Garrett said:
David said:
Garrett said:
David Mark wrote:
Garrett Smith wrote:
David Mark wrote:
Roja Gilwreathe wrote:
[...]
"Ad hominem attacks" is another overused word that often serves only to
make the user sound like a laughingstock (see also troll).
Because it is typically tossed about to describe anybody the poster
doesn't like. In general usage, it's got no real meaning at this point,
other than to show that the user is clueless about the origins of the
term. Technically speaking, most who cry "troll" are in fact trolling
themselves (like this latest crank).
Huh. I don't see that so much. What is determined to be an insult varies
often the person writing it doesn't see it as the person reading it.
Read blog comments, tweets, forum posts, etc. and you will see that word
used to describe any behavior that rubs the author the wrong way. It's
meaningless at this point.
It might be misused but does that make it totally meaningless?
And you don't consider this "Roja" post to fit the classic definition of
trolling? And how about the various anonymous twits that pop in to
insult the entire NG every time a critical code review is posted? Those
are trolls in the classic sense.
Perhaps you are referring to my arguments with you?
Yes I have been the brunt of your name calling and I don't know why you
would be happy about that. what you say about me says more about you
than it does about me at this point.
Searching last night, I stumbled onto one of your typical "have your
cake and eat it too" veiled references. You like to call names
without actually naming names, which is pretty weak (particularly on
the Internet where there is no chance of coming out of it with a
bloody nose).
Since you seem to be into nostalgia (specifically regarding my posts),
I thought you might find it interesting.
http://groups.google.com/group/comp.lang.javascript/msg/e1979e332400a370
"Some individuals point out shortcomings in jq. Others parrot those
points, obnoxiously."
That's obviously directed at me. Parroting implies mimicry and
repetition. The latter is necessary as there is a constant influx of
new readers who rarely read posts that predate their presence (and who
do you think packs them in here?) Sure it can be tiresome to regular
readers, but so what? Feel free to skip my posts (or even filter
them).
And later in that post:-
""There's the - attr - which still deals with property/attribute
ambiguously, and that can cause more divergence between browsers than
it
solves. "
Now, who's parroting who? And a pretty weak rendition to boot.

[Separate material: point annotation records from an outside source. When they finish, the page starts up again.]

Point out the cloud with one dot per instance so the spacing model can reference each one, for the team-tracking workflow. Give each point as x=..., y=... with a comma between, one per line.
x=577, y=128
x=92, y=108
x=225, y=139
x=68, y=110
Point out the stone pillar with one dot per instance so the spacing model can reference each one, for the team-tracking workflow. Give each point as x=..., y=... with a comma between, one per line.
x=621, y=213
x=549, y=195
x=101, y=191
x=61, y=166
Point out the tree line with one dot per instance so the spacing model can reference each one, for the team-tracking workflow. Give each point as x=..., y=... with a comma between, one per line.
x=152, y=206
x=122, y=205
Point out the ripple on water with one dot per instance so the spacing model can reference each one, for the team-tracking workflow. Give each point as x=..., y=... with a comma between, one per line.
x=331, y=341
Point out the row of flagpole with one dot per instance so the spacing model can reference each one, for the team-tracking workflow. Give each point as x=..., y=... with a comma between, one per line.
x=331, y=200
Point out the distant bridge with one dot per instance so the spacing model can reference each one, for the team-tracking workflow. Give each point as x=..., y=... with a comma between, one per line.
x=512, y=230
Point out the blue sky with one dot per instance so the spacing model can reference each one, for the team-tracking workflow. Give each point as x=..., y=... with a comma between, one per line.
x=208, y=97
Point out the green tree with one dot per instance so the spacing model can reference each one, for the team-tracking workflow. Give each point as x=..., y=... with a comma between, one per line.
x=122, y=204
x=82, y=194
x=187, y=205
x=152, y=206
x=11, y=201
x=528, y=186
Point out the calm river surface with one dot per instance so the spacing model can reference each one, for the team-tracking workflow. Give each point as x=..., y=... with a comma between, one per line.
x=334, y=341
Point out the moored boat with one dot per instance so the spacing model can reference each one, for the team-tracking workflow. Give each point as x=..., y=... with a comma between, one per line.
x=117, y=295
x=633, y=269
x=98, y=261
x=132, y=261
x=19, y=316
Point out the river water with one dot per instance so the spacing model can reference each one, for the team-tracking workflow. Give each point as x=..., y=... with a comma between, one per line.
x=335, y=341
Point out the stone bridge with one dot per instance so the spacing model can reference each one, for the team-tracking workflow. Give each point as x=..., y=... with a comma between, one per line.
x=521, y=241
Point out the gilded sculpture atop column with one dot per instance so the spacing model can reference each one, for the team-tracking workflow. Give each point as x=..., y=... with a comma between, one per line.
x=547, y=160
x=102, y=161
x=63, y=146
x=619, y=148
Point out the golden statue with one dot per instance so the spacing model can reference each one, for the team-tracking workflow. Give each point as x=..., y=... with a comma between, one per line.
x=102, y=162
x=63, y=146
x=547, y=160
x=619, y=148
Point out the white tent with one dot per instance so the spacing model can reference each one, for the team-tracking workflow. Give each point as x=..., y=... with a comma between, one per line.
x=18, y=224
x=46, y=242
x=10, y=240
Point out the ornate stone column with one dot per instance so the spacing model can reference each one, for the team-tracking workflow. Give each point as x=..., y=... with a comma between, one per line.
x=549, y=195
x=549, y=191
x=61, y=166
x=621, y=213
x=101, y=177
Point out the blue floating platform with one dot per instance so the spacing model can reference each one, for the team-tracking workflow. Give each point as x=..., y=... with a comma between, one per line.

It's the same old story. You can't stand the fact that _you_ haven't
changed the game. I'm not saying you couldn't have; but, for whatever
reason, you didn't. And piggy-backing on my posts isn't going to
bring you any glory either. In fact, this sort of off-topic babbling
about _me_ has got to be more tiresome to regulars than my code
reviews (which are, after all, on topic for this group).
And speaking of the reviews, as Peter alluded to, do you really think
the message would have seeped through (eventually) if it hadn't been
REALLY LOUD (obnoxious in your spin). I don't.